Though the journey to where the Last Word stands right now hasn’t been a straight, paved road but rather one on a delineating track that often looped back on itself, the store provided Lahoris a much needed space to escape to. In the silence of the store, there is camaraderie, a sense of belonging and a sense of being understood. There is a sense of kinship one feels browsing through the reading list, finding new works that Raja has hand-picked that resonate with you, finding titles that you would otherwise never be introduced to in Pakistan.

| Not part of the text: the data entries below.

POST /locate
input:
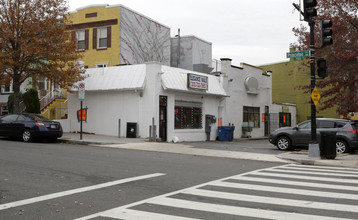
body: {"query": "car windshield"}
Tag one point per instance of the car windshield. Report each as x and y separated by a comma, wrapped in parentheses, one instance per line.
(38, 118)
(305, 125)
(355, 126)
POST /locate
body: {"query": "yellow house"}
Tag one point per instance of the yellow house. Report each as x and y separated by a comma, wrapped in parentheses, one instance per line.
(109, 35)
(116, 35)
(286, 79)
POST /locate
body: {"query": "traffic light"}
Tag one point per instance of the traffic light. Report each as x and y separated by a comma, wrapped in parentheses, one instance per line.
(326, 33)
(322, 68)
(309, 10)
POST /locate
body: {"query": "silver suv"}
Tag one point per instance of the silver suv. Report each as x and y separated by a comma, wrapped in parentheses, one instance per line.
(289, 137)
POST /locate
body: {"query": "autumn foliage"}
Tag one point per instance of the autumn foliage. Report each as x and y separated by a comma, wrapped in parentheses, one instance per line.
(341, 87)
(34, 43)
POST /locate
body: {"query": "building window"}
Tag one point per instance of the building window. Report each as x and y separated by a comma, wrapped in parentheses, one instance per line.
(188, 117)
(102, 37)
(81, 40)
(6, 89)
(4, 110)
(251, 115)
(285, 119)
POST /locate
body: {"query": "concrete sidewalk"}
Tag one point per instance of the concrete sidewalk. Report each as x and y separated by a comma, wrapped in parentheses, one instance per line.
(344, 160)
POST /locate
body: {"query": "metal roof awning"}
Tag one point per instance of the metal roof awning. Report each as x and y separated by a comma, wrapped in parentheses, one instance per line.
(176, 79)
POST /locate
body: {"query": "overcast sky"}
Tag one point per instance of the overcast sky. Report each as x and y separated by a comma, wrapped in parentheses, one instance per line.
(254, 32)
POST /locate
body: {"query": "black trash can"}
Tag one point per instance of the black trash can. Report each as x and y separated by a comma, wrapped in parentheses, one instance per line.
(328, 144)
(131, 130)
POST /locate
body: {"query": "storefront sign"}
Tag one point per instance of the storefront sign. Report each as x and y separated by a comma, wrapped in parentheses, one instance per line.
(197, 81)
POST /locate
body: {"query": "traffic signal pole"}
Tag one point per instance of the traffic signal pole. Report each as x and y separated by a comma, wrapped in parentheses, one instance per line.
(313, 83)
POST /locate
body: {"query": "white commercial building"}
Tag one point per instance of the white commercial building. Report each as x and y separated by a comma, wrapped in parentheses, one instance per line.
(125, 101)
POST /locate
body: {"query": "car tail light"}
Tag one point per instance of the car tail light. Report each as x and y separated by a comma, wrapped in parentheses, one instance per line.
(39, 124)
(354, 131)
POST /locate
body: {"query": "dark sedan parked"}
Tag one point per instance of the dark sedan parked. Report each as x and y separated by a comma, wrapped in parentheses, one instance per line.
(29, 126)
(289, 137)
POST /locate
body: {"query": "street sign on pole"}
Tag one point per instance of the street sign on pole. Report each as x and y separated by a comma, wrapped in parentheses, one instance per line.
(81, 91)
(298, 55)
(315, 96)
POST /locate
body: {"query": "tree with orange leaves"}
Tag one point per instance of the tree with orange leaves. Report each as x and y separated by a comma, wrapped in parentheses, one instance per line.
(34, 43)
(341, 87)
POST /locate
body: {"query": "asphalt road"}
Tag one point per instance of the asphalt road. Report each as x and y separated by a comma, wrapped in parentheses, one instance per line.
(34, 170)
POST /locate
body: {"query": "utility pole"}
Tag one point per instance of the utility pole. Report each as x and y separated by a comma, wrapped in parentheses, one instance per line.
(313, 83)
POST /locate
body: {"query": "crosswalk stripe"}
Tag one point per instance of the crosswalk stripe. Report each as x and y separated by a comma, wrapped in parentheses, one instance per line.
(270, 200)
(337, 180)
(233, 210)
(286, 190)
(316, 169)
(354, 170)
(257, 178)
(298, 183)
(130, 214)
(314, 173)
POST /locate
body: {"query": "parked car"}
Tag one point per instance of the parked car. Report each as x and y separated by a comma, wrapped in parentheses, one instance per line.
(29, 127)
(290, 137)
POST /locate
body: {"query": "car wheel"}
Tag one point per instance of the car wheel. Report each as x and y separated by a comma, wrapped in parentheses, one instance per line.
(283, 143)
(341, 147)
(26, 135)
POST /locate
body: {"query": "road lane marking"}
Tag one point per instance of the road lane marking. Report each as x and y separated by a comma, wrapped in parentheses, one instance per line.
(130, 214)
(300, 177)
(239, 211)
(320, 169)
(286, 190)
(296, 183)
(272, 200)
(75, 191)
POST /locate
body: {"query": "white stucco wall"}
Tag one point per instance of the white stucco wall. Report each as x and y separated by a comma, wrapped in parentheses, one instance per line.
(234, 79)
(105, 108)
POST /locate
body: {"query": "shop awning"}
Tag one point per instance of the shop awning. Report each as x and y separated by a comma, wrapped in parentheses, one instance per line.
(176, 79)
(115, 78)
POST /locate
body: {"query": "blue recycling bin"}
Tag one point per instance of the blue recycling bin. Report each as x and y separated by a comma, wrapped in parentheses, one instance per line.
(226, 133)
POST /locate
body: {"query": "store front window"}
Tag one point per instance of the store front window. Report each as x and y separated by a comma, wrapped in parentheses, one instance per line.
(285, 119)
(188, 117)
(252, 116)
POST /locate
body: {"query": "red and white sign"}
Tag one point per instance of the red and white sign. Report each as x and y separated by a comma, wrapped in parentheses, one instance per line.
(197, 81)
(81, 91)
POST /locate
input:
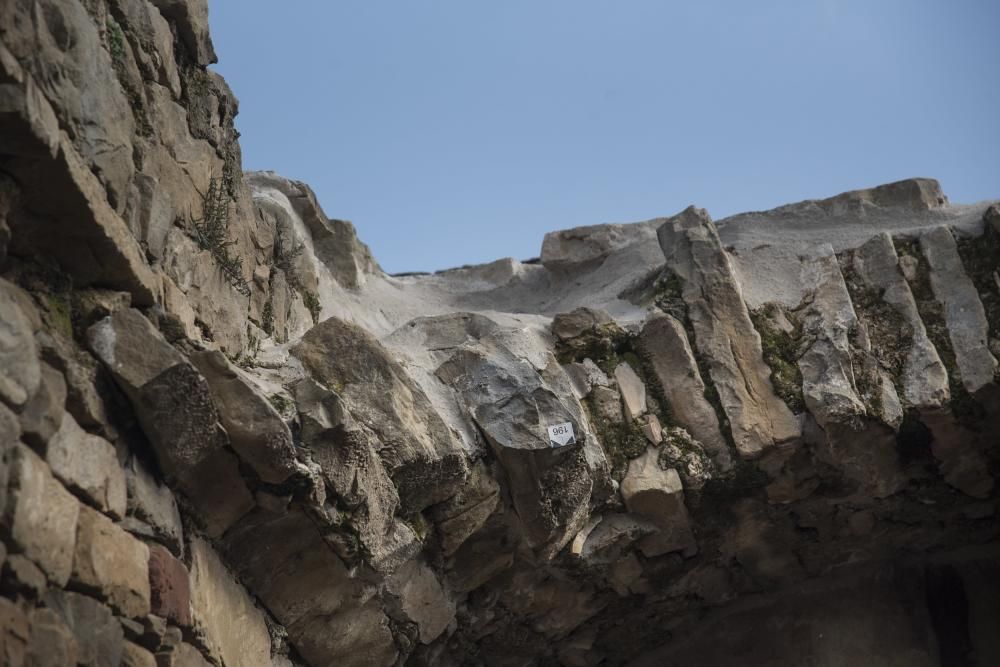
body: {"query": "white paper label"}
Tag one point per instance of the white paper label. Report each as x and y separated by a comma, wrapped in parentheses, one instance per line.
(561, 435)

Raja feels as strongly about her customers as they feel about the store – she notices a younger generation that tends to frequent her establishment, teenagers, people in their 20s and 30s, new parents and generally a set of people that otherwise loud Lahore would drown out. It is a symbiotic relationship with both sides needing each other just as much, to create a space and a mind-set that you’d never really expect out of the city.

So, whether you’re a Lahori or an out-of-towner trying to get a sense of the city, stop by the store and experience a literary haven that makes you look at this ancient bastion of culture in a different light.